Copper ion chelating agents are widely used, including the following aspects:

Industrial catalysts: Copper ion chelating agents play an important role in industrial catalytic reactions. By forming complex with copper ion, the activity, selectivity and stability of the catalytic reaction can be adjusted, and the reaction efficiency and product quality can be improved.

Electroplating and Electronics Industry: Copper ion chelators are widely used in electroplating and electronics industries. They can stabilize copper ions, control the deposition rate and uniformity of copper during the electroplating process, and improve the quality and performance of the electroplating layer.
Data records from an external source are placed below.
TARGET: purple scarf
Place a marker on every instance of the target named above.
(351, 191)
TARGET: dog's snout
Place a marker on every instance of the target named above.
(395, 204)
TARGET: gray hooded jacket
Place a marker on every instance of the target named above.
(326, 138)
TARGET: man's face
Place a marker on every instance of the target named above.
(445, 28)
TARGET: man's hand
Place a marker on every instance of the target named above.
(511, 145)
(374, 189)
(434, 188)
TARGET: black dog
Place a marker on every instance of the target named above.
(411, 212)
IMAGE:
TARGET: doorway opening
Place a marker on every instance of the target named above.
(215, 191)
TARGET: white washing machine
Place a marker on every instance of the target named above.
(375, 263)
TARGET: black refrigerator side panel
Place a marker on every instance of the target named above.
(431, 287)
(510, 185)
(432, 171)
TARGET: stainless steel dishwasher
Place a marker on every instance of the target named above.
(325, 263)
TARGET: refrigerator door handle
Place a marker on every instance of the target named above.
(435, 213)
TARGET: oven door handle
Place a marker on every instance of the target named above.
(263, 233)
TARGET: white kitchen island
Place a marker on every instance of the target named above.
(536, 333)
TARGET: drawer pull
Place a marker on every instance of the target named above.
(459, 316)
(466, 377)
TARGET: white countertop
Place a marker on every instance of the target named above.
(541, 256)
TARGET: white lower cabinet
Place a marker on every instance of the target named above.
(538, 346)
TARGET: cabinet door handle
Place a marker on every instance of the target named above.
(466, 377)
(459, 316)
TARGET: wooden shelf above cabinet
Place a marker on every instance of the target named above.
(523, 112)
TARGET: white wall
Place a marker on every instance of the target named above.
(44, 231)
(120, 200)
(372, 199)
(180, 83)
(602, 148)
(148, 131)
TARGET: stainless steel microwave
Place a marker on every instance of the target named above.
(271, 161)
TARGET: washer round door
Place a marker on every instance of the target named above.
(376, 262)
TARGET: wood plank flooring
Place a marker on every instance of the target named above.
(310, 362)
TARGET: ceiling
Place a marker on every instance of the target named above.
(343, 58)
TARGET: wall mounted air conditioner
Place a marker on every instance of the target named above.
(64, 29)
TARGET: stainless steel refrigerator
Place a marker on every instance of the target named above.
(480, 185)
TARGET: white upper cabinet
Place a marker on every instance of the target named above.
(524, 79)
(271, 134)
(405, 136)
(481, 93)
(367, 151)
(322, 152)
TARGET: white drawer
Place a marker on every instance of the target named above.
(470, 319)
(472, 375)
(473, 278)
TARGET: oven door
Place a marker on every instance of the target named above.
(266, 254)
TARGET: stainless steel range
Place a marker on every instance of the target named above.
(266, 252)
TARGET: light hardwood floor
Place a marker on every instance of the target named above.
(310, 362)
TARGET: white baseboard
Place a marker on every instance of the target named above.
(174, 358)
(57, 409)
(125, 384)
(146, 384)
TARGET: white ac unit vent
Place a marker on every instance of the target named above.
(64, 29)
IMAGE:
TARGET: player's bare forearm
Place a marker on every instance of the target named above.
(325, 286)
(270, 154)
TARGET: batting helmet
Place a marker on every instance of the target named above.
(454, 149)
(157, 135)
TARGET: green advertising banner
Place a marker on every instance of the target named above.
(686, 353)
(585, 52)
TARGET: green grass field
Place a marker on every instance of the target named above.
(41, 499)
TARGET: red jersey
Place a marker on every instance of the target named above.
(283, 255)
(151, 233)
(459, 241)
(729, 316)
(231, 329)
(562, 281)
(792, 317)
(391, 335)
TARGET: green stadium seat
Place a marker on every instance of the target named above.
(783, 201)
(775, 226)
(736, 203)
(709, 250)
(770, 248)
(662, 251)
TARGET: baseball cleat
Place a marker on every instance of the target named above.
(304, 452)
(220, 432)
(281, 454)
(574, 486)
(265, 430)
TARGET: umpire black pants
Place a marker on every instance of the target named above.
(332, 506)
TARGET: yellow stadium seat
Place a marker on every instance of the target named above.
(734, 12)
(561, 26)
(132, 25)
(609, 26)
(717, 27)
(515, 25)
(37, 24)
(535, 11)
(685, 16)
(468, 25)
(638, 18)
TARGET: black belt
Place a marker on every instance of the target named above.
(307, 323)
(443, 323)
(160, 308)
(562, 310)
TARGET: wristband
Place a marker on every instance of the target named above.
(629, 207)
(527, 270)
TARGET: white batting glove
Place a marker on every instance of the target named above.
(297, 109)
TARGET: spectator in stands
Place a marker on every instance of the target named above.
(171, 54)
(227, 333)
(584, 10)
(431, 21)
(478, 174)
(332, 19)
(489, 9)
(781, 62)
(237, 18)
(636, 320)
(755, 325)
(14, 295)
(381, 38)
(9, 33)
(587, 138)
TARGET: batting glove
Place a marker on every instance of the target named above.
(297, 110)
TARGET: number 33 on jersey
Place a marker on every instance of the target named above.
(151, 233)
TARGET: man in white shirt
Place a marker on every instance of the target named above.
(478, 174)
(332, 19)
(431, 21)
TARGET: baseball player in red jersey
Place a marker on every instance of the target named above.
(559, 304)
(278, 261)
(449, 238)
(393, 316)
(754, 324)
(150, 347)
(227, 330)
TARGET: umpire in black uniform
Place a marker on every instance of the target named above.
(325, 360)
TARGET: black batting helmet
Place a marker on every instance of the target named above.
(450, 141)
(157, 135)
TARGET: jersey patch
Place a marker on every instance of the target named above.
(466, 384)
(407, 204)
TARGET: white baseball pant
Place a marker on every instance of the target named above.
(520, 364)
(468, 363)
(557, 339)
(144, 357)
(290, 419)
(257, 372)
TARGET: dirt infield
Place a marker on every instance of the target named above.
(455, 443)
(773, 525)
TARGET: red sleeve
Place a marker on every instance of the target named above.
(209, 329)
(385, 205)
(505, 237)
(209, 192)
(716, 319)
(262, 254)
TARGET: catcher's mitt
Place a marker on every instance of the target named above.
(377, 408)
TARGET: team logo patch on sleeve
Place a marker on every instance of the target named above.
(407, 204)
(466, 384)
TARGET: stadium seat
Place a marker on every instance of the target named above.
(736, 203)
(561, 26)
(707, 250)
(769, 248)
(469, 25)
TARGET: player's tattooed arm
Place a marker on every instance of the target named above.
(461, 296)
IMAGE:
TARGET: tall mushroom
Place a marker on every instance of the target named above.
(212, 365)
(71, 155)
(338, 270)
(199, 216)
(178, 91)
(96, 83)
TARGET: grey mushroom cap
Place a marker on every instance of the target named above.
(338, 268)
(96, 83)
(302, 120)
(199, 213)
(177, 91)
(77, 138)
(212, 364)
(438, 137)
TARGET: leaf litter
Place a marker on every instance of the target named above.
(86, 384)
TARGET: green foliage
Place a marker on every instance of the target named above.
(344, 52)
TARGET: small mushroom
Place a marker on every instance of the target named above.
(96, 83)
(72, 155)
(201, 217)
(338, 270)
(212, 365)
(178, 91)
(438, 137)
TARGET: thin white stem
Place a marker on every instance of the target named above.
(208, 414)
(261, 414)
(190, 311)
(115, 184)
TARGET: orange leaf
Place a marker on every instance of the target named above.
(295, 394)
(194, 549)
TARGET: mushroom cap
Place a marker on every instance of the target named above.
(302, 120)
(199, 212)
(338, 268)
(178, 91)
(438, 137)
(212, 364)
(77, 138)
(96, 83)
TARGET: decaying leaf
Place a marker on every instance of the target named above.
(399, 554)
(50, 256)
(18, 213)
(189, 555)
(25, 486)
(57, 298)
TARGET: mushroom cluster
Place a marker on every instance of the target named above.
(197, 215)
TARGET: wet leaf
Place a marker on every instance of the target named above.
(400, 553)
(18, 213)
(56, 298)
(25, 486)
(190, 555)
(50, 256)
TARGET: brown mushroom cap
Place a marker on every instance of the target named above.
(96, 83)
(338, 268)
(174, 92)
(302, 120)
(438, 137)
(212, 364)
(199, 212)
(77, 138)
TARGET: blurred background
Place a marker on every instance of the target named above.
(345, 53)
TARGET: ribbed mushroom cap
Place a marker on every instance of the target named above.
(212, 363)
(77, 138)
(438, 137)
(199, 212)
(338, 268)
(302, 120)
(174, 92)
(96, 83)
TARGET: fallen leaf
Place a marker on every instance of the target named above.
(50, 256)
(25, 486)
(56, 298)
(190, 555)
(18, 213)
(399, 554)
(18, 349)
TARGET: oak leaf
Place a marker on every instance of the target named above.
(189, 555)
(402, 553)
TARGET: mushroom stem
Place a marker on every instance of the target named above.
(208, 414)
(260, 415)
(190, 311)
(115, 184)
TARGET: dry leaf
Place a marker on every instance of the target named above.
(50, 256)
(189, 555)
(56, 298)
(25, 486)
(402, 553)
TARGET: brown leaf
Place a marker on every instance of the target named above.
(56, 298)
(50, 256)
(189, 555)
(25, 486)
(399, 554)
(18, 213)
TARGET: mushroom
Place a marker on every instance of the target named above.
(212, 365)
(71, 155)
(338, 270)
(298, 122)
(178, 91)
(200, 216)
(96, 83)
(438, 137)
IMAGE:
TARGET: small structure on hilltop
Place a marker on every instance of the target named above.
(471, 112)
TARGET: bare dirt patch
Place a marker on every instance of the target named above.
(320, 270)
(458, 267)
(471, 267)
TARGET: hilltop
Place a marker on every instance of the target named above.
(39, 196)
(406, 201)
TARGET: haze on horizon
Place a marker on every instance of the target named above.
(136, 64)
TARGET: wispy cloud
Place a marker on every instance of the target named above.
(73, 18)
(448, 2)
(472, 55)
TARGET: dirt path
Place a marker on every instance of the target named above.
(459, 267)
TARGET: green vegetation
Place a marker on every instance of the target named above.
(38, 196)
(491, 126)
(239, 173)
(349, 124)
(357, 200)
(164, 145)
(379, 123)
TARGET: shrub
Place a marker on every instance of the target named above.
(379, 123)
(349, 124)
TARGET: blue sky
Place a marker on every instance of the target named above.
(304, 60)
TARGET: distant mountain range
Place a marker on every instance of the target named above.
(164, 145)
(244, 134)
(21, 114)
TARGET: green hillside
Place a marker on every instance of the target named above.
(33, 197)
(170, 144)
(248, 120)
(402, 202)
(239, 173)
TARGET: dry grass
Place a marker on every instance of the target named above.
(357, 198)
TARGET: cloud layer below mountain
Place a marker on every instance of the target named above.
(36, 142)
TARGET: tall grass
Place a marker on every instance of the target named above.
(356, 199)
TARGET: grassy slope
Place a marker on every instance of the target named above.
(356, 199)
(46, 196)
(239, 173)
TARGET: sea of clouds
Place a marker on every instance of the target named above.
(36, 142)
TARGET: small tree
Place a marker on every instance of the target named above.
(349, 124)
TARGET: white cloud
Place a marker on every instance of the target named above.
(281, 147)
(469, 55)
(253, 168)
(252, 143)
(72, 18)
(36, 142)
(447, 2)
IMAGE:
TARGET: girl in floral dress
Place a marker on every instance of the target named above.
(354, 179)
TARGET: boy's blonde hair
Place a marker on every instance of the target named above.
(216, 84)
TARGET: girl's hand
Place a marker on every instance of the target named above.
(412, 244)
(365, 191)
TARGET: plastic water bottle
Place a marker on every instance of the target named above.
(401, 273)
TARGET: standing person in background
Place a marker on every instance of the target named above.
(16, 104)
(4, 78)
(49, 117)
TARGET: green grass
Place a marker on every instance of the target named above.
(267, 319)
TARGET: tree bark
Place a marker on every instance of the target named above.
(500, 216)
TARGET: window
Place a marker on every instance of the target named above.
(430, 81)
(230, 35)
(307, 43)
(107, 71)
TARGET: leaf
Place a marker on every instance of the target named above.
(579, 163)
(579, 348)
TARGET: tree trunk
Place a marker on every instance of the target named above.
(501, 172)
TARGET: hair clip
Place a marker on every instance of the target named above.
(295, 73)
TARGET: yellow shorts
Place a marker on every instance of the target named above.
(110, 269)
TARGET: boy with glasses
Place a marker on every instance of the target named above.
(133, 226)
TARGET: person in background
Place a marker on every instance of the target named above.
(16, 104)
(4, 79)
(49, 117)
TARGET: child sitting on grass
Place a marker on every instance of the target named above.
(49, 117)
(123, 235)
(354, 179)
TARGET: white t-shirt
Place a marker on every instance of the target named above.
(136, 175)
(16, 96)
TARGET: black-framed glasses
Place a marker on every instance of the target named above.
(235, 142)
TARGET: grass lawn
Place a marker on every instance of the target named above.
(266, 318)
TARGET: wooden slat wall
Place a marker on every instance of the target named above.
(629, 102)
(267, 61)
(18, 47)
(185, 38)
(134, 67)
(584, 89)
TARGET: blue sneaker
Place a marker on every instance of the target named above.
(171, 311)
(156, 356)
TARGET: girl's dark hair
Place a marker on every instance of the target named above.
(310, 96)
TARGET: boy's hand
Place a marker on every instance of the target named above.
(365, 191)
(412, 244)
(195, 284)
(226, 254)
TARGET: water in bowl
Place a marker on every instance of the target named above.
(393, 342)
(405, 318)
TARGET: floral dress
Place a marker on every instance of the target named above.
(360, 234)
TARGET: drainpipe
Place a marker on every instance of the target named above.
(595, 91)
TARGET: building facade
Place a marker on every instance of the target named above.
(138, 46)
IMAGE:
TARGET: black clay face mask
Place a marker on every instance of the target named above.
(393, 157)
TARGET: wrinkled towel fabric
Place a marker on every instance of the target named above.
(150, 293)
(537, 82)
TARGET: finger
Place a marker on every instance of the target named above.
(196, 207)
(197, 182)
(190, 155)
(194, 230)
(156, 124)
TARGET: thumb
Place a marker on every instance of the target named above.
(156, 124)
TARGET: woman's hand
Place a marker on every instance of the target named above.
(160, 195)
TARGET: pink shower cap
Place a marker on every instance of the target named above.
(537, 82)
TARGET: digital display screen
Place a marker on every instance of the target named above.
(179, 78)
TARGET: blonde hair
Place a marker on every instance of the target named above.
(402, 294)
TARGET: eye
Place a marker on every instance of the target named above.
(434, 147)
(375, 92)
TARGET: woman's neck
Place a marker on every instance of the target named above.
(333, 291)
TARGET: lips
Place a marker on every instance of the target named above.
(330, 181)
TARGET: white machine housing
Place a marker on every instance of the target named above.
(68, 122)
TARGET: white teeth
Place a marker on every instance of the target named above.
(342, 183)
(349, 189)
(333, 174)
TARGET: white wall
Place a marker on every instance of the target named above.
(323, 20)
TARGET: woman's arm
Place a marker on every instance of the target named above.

Drug and biochemical research: Copper ions play important physiological and biochemical functions in organisms. Copper ion chelating agents can be used in Drug development and related biochemical research, including the design of anticancer drugs, simulation of metal chelatase, etc.

Analytical chemistry: Copper ion chelating agents are also commonly used in Analytical chemistry in Complexometric titration, metal ion separation and determination. Their coordination reaction with copper ions can be used to detect and determine the content of copper in samples.

It should be noted that the selection of copper ion chelating agents should be based on specific application requirements and system conditions to ensure that the formed complexes have the required stability and performance.

Circular water slowdle -release stabilizer HEDP is a commonly used water treatment agent. It can play a variety of functions in the circulating water system, mainly used to prevent scale and blockage problems in the water system. Its role and use are as follows:

1. Stop the formation of scale: Circular water often contains some dissolved inorganic salts, such as calcium, magnesium, carbonate, etc. When the temperature in the circulating water rises or the water quality changes, these inorganic salts will crystalline precipitation and form scale. Circular water -release dirt resistant agents can inhibit the crystallization and precipitation process of inorganic salts by adding specific chemicals, thereby preventing the formation of scale.
2. Clear existing scale: For the formation of scale, circulating water slow -release dirt resistant agent also has a certain ability to clear. It can dissolve the structure and adhesion of scale by dissolving the crystalline substances on the surface of the scale, so that the scale is gradually dissolved and falling off. This can effectively clear the internal scale of the pipeline and equipment and restore the normal operation of the system.
3. Maintaining the stable operation of the water system: The accumulation of scale will cause the circulation section of the pipeline and equipment to become smaller, increase hydropower resistance, reduce thermal exchange efficiency, and even cause overheating and blockage. The use of circulatory water slowdlene stuffing agents can effectively maintain the normal operation of the water system. It can maintain stable water quality, reduce the formation and deposition of scale, extend the service life of pipelines and equipment, and improve energy utilization efficiency.
4. Reduce maintenance costs: Applying circulating water slow -release dirt resistant agents can reduce the maintenance costs required for cleaning, maintenance and replacement of pipelines and equipment. Through effective control and preventing the formation of scale, the frequency of cleaning, maintenance and replacement can be reduced, and operation and maintenance costs can be reduced.

It should be noted that the use of circulatory water slowdle -release dirt should be adjusted according to the specific conditions and water quality requirements of the circulating water. Before use, you should read the product manual carefully and operate in accordance with relevant standards and specifications to ensure the effect of water treatment and the normal operation of the system.